Mónica González

Personal information
- Date of birth: 10 October 1978 (age 46)
- Place of birth: Corpus Christi, Texas, United States
- Height: 1.81 m (5 ft 11 in)
- Position(s): Forward, Defender

Youth career
- Plano East High School

College career
- Years: Team / Apps / (Gls)
- 1997–2001: Notre Dame Fighting Irish / 95 / (17)

Senior career*
- Years: Team / Apps / (Gls)
- 2002–2003: Boston Breakers / 26 / (1)

International career
- 1998–2011: Mexico / 83 / (10)

Managerial career
- 2019: Houston Dash (Assistant)

= Mónica González (soccer) =

Mexican footballer (born 1978)

Mónica Christine González Canales (born 10 October 1978) is a football commentator and former player. She played college soccer for the University of Notre Dame Fighting Irish. Although born in the United States, she also played for the Mexico women's national football team from 1998 to 2011 and for the Boston Breakers in the Women's United Soccer Association from 2002 to 2003. Her positions were forward and defender. She has been an analyst and announcer for ESPN since 2011. She is currently an assistant coach for the Houston Dash in the National Women's Soccer League.

==Early life==

González is the daughter of Arturo and Becky González. She has three brothers, one of whom played soccer at the United States Naval Academy. She played soccer on boy's teams in Corpus Christi and, later, basketball and soccer at Plano East Senior High School in Plano, Texas, near Dallas

==University==

González played soccer for the University of Notre Dame in the 1997 and 1999–2001 seasons. She missed playing in 1998 due to a knee injury. In 1997 and 1999 she played forward. In 2000, she became a left outside defender and in 2001 she played central defender. She scored 17 goals and had 17 assists. She was a second team All American and second-team Academic All-American in 2001. She compiled a 3.39 grade point average on a 4.0 scale, majoring in management information systems and Spanish.

==Professional career==

González was the eleventh player picked in the 2002 Women's United Soccer Association draft, selected by the Boston Breakers. She played with Boston as a defender in 2002 and 2003 and was named to the WUSA All-Star team in 2003. WUSA ceased operations after the 2003 season.
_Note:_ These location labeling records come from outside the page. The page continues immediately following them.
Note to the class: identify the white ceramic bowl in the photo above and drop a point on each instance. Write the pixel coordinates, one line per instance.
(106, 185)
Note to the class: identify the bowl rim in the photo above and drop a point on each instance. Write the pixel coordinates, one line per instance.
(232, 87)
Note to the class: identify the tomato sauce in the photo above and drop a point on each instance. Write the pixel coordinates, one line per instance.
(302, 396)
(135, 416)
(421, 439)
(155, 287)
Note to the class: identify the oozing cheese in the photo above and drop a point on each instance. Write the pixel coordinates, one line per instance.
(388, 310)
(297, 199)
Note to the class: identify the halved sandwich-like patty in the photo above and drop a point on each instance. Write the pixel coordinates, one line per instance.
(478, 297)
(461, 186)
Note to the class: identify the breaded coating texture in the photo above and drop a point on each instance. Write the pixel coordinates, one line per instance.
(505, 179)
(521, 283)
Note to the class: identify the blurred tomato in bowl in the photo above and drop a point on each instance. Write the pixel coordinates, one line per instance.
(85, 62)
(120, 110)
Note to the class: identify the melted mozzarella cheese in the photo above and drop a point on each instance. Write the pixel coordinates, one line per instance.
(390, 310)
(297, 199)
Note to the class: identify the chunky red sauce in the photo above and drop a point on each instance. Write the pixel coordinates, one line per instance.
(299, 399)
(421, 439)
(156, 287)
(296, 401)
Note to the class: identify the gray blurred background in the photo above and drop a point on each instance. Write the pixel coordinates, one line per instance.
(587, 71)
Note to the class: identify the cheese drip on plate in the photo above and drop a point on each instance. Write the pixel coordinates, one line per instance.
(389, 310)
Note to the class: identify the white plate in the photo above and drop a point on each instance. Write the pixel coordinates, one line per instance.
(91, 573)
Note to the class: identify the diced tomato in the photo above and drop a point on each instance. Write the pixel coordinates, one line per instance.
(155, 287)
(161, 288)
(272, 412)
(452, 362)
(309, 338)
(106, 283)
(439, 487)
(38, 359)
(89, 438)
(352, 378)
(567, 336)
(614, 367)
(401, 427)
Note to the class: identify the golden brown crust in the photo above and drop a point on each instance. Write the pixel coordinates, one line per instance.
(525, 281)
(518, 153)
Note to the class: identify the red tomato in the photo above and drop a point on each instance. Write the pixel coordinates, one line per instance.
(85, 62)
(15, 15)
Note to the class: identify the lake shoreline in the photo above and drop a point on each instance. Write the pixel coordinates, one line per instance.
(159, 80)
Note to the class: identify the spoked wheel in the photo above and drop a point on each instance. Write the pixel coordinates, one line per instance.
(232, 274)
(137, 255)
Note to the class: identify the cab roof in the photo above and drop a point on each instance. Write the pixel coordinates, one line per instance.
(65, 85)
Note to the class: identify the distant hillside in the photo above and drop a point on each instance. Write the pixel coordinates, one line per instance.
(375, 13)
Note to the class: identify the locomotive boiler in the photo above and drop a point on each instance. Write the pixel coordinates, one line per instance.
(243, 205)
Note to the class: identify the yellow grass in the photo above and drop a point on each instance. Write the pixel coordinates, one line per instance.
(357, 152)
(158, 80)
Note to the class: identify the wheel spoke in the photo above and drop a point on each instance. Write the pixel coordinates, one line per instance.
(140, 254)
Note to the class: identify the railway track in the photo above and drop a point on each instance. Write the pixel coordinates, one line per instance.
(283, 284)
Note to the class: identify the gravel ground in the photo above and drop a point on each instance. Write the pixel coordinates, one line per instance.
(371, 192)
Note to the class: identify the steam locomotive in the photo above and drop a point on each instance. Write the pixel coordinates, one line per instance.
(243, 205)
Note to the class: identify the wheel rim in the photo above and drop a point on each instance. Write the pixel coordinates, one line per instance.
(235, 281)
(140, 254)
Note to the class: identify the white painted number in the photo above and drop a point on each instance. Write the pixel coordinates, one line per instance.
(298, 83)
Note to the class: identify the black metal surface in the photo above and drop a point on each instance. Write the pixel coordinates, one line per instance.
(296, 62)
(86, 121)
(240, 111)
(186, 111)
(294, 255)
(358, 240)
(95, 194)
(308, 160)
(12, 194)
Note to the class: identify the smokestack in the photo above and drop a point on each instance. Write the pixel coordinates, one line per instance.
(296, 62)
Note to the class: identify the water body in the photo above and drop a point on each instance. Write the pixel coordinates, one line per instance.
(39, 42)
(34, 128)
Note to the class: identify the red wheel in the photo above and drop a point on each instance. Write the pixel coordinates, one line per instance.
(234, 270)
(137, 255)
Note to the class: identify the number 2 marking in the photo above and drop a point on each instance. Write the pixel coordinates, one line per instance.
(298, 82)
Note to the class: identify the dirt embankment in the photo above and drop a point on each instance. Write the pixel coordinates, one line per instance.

In 2009, González was contracted to play with the Chicago Red Eleven in the USL W-League, a semi-professional soccer team.

==International play==

In 1998, while still a Freshman at Notre Dame, González was invited to become a founding member of an organized Mexico national team. She was a member of Mexico's team at the 1999 FIFA Women's World Cup, the first appearance of the Mexico women's in the World Cup. She was captain of the Mexico team from 2003 to 2007, participating in the 2004 Olympic Games, also the first appearance of women for Mexico in the Olympics. González dropped out of law school to prepare for the 2007 World Cup, but Mexico failed to qualify. She retired from the Mexico team in October 2007.

González re-joined the Mexican team in 2010 to prepare for the 2011 Women's World Cup in Germany. "I had to sell my car so I could have enough money to train for six months, she said, "adding that Mexican players were paid only 4,000 pesos per month" (less than $400). However, she was cut from the team shortly before the World Cup began.

During her career from 1998 to 2011, González was capped in 83 international games and scored 10 goals.

==Sports commentator==

Two days after she was cut from the Mexico National Team, González was hired by ESPN as a studio analyst for the 2011 Women's World Cup. She has since become a sideline reporter for Major League Soccer, an analyst for the Longhorn Network, and a contributor to ESPN3. She has also announced games for NBC Universo and Fox Deportes, and, in 2016, was the only woman calling games in the UEFA Champions League.

==Coaching career==
In January 2019, Gonzalez was named an assistant coach for the Houston Dash.

==Other activities==

González moved to Chicago in 2009 to attempt to play soccer with the Chicago Red Stars but failed to make the team. To earn a living, she gave soccer clinics in the Hispanic community and this grew into the creation of a non-profit organization, Gonzo Soccer Academy, with the dual purpose of teaching Hispanic girls to play soccer and to improve their life skills. She later expanded the organization to Texas, Mexico, and Colombia. González in 2013 was living in Mexico City, Mexico.